However, any MMO that converts to a PSB would have to invest in infrastructure as the banks are expected to have not less than 50% physical access points in rural areas. They also expected to maintain Automated Teller Machine (ATM) in some of these areas.

PSBs are allowed to serve their customers through banking agents — mostly retail outlets — which implies that the likes of telcos and MMOs that already maintain a network of agents are better positioned to run PSBs.

Since the banks can only invest in government securities, there appears to be not much incentive for the PSBs, especially regarding the setting up of ATMs in rural areas considering the cost of set-up and that of maintenance.

And transferring the cost burden to customers as currently obtainable is probably going to be the dealbreaker for people in the rural areas.

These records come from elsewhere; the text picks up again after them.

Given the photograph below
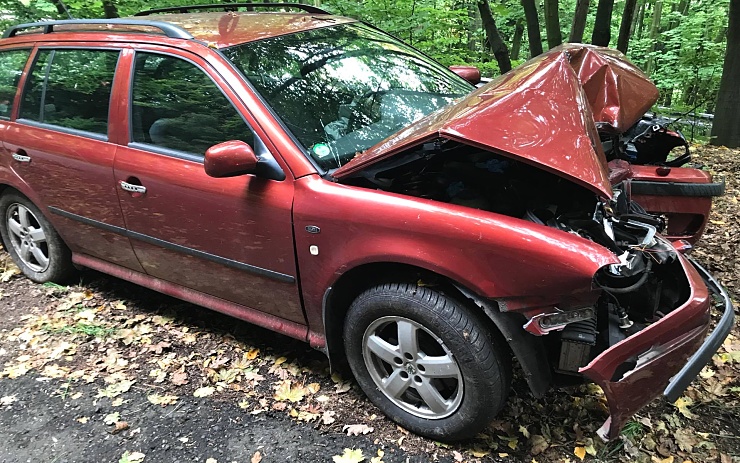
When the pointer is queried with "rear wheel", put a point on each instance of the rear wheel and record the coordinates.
(426, 361)
(32, 242)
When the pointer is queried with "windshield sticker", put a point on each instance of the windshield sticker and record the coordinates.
(321, 150)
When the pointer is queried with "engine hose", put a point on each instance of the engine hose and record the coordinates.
(632, 287)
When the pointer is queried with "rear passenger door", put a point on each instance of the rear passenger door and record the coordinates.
(12, 63)
(60, 148)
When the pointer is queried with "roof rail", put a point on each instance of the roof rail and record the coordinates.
(232, 6)
(170, 30)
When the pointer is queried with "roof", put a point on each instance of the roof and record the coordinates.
(218, 29)
(232, 28)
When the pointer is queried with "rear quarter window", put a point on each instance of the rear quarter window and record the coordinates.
(12, 63)
(71, 89)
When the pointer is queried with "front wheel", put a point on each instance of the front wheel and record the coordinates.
(426, 361)
(32, 242)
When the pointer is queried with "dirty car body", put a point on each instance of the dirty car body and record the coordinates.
(376, 209)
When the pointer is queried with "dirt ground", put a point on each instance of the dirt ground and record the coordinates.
(105, 371)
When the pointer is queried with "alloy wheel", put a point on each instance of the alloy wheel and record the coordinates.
(27, 237)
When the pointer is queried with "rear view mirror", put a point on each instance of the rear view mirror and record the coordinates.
(469, 73)
(229, 159)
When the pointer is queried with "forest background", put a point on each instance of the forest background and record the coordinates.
(680, 44)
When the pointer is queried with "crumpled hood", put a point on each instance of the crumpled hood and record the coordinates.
(539, 113)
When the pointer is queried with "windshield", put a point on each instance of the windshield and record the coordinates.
(342, 89)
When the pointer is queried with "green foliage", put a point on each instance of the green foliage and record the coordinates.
(687, 53)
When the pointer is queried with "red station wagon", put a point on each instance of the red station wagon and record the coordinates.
(310, 174)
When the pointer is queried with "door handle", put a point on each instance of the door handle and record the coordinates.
(21, 156)
(132, 188)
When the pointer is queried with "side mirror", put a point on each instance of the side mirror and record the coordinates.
(469, 73)
(229, 159)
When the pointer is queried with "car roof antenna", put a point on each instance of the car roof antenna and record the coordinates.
(66, 10)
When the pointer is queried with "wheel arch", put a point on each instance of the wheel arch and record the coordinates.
(507, 326)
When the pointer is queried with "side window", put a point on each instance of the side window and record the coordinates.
(177, 106)
(11, 68)
(71, 88)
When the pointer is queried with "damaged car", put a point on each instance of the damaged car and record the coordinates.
(313, 175)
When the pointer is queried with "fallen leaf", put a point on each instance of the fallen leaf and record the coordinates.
(682, 405)
(111, 418)
(349, 456)
(115, 389)
(285, 391)
(538, 444)
(120, 426)
(328, 417)
(379, 458)
(685, 440)
(162, 400)
(204, 391)
(179, 378)
(356, 429)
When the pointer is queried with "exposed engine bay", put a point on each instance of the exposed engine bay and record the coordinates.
(646, 285)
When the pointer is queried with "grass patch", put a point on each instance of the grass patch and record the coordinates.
(88, 329)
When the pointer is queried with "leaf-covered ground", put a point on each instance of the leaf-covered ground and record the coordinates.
(107, 371)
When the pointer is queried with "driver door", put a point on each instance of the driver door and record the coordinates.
(230, 238)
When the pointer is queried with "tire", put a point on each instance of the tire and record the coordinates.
(32, 242)
(453, 354)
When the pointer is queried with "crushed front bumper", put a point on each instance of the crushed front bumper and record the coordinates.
(662, 350)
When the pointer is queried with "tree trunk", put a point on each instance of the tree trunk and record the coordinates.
(110, 9)
(579, 21)
(641, 18)
(637, 17)
(603, 23)
(552, 24)
(726, 126)
(499, 48)
(533, 28)
(516, 43)
(654, 29)
(624, 28)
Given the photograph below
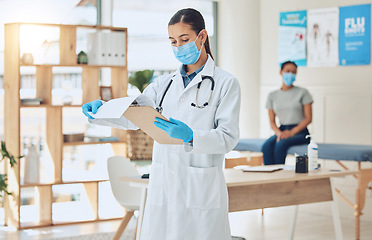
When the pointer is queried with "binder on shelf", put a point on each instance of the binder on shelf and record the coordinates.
(119, 44)
(106, 48)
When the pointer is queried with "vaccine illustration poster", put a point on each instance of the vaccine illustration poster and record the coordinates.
(322, 37)
(292, 37)
(355, 35)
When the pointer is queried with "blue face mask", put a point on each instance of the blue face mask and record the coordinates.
(289, 78)
(187, 54)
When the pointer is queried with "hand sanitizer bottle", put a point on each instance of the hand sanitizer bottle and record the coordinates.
(312, 153)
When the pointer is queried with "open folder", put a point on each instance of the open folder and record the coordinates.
(144, 117)
(116, 113)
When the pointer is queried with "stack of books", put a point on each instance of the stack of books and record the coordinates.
(31, 101)
(106, 48)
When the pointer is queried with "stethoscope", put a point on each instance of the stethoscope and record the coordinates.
(160, 108)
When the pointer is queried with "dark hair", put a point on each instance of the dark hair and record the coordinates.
(193, 18)
(287, 62)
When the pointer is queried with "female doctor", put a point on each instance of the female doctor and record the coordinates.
(187, 195)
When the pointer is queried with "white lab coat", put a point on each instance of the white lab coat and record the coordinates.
(187, 195)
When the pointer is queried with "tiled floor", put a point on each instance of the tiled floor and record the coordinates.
(274, 224)
(314, 221)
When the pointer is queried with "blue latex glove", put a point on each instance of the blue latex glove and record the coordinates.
(91, 107)
(175, 129)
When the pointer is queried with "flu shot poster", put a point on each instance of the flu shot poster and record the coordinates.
(322, 37)
(355, 35)
(292, 37)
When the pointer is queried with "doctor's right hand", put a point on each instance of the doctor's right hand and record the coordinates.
(91, 107)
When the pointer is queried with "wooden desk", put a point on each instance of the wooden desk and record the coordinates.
(248, 191)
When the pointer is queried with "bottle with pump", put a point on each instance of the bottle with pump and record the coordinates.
(312, 153)
(31, 174)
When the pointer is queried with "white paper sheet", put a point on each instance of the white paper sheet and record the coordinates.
(111, 113)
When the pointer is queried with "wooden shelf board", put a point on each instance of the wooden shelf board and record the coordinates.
(71, 65)
(62, 183)
(29, 225)
(72, 26)
(91, 143)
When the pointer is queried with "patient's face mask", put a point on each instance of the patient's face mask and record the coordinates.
(289, 78)
(188, 54)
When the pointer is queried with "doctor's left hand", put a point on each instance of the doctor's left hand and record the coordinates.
(175, 129)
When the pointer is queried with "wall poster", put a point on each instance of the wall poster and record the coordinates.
(292, 37)
(355, 35)
(322, 37)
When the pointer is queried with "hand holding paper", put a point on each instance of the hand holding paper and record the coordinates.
(175, 129)
(91, 107)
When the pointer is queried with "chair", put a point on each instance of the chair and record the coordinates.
(128, 197)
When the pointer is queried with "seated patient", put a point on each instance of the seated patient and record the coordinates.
(292, 105)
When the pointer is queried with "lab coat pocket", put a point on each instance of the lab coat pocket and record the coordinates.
(155, 190)
(203, 188)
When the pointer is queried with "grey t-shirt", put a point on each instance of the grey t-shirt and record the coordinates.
(288, 105)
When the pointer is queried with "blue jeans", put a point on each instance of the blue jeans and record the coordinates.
(275, 152)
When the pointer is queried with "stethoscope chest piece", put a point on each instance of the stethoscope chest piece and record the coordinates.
(160, 108)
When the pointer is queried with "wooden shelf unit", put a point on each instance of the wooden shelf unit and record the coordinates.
(54, 134)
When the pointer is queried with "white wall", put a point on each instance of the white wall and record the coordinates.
(342, 95)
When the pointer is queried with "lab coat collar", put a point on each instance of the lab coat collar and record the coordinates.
(208, 70)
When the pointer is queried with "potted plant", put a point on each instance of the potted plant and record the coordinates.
(3, 177)
(140, 145)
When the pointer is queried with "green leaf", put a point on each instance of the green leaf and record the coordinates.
(141, 79)
(3, 177)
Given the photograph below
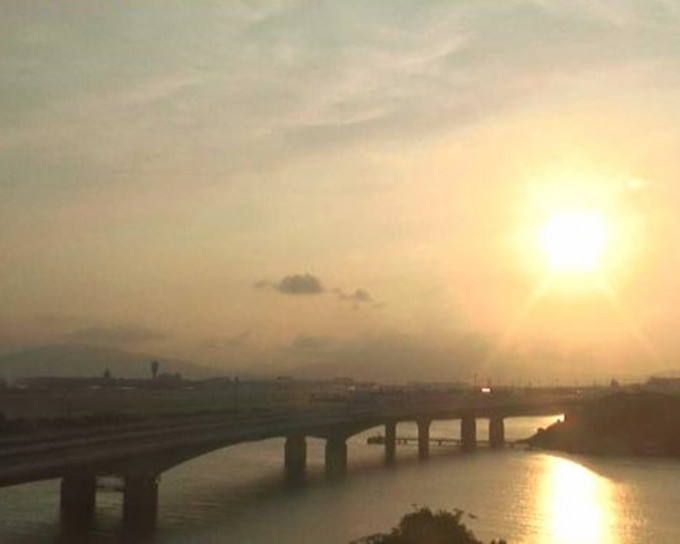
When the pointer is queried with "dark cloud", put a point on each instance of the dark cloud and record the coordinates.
(123, 335)
(300, 284)
(357, 298)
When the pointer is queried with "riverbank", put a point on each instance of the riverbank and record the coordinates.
(641, 423)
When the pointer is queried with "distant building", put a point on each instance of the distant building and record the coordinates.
(669, 383)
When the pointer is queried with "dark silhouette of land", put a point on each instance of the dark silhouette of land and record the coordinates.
(426, 527)
(638, 423)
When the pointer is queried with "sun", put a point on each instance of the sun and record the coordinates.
(574, 240)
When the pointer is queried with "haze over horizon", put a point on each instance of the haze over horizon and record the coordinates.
(299, 182)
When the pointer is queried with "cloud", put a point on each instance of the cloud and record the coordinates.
(230, 342)
(300, 284)
(119, 335)
(307, 343)
(357, 298)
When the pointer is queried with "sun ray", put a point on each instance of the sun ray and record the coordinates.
(634, 329)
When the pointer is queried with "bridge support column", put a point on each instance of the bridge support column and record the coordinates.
(295, 455)
(390, 442)
(496, 432)
(468, 432)
(140, 502)
(77, 501)
(336, 455)
(424, 438)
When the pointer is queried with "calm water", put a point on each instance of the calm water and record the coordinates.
(239, 495)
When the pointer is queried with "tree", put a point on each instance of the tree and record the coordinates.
(426, 527)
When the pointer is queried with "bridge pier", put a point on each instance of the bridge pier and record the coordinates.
(468, 432)
(295, 455)
(496, 432)
(77, 501)
(140, 502)
(424, 438)
(336, 455)
(390, 442)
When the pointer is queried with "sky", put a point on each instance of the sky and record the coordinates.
(341, 184)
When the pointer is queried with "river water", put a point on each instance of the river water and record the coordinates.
(240, 495)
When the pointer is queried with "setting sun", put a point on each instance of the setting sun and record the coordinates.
(574, 240)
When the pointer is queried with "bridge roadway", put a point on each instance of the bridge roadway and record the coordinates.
(140, 452)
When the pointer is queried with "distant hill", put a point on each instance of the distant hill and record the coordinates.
(82, 360)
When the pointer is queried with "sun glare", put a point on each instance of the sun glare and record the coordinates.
(574, 240)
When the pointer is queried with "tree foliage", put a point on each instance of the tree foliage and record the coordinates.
(424, 526)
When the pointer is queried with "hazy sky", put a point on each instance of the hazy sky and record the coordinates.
(307, 182)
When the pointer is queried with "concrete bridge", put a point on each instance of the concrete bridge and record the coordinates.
(139, 453)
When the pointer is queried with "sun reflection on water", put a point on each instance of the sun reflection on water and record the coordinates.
(579, 504)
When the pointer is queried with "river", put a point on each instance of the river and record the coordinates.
(239, 495)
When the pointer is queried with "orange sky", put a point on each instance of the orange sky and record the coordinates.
(170, 168)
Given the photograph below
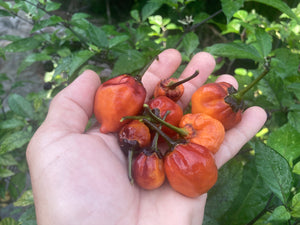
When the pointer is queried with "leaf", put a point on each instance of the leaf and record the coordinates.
(32, 58)
(285, 63)
(26, 199)
(235, 50)
(128, 63)
(274, 170)
(295, 207)
(22, 45)
(53, 20)
(280, 5)
(280, 214)
(263, 42)
(230, 7)
(19, 105)
(286, 141)
(97, 36)
(5, 173)
(78, 59)
(190, 43)
(7, 160)
(221, 196)
(251, 199)
(11, 124)
(149, 8)
(14, 141)
(52, 6)
(117, 40)
(8, 221)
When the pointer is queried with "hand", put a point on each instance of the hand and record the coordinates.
(80, 177)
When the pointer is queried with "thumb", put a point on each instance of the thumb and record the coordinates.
(71, 108)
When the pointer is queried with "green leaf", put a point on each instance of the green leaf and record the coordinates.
(5, 173)
(235, 50)
(11, 124)
(7, 160)
(78, 59)
(19, 105)
(14, 141)
(280, 214)
(117, 40)
(52, 6)
(32, 58)
(26, 199)
(190, 43)
(280, 5)
(53, 20)
(230, 7)
(274, 170)
(97, 36)
(149, 8)
(9, 221)
(251, 199)
(22, 45)
(263, 42)
(4, 13)
(296, 168)
(286, 141)
(285, 63)
(295, 207)
(127, 63)
(221, 196)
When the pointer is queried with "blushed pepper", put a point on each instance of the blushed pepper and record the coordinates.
(116, 98)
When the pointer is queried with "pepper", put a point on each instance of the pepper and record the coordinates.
(148, 170)
(116, 98)
(190, 169)
(163, 104)
(217, 101)
(203, 130)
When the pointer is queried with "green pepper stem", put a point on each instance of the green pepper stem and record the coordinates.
(178, 130)
(174, 85)
(161, 133)
(130, 156)
(239, 95)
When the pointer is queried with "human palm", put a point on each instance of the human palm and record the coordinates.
(80, 177)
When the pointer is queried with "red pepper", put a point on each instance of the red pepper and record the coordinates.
(164, 104)
(148, 170)
(216, 100)
(190, 169)
(116, 98)
(203, 130)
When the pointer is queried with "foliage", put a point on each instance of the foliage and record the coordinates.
(260, 185)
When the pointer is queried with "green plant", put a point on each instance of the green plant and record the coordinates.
(261, 184)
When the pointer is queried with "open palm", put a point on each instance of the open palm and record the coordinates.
(80, 177)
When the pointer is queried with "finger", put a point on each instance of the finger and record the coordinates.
(252, 121)
(205, 64)
(73, 106)
(167, 63)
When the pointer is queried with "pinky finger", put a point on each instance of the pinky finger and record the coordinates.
(252, 121)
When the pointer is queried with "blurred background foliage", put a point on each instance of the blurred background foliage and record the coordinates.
(260, 185)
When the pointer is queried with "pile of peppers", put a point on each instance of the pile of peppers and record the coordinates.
(162, 142)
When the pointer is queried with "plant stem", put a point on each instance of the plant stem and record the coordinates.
(174, 85)
(239, 95)
(180, 131)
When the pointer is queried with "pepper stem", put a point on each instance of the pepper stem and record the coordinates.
(129, 158)
(239, 95)
(180, 131)
(174, 85)
(161, 133)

It could end up being a case of “I’d rather just keep my money under my pillow than have it in a bank where I’d be paying unnecessary charges.”

Currently, getting a PSB licence requires the payment non-refundable application fee of ₦500,000 and licensing fee of ₦2 million — which is also non-refundable — with an evidence of minimum capital deposit of ₦5 billion in their account and to be verified by the apex bank.

PSBs are also expected to have coordinating centres in clusters of outlets to enable them to manage the activities of various access points and agents. Furthermore, these centres are expected to have help desks as well as their main office.

All these are not cost effective, not forgetting the fact that the promoters would be setting up these banks as profit-making ventures and not for charity. And it appears these PSBs would end up becoming another set of commercial banks with ‘Payment Service Bank’ at the end of their names.

Account holders with Nigerian commercial banks complain on a daily basis about bank charges and the PSBs with little incentives might resort to bank charges to stay afloat as they are only allowed to invest in government securities.

Do you think the PSBs would make any difference in the banking system in Nigeria?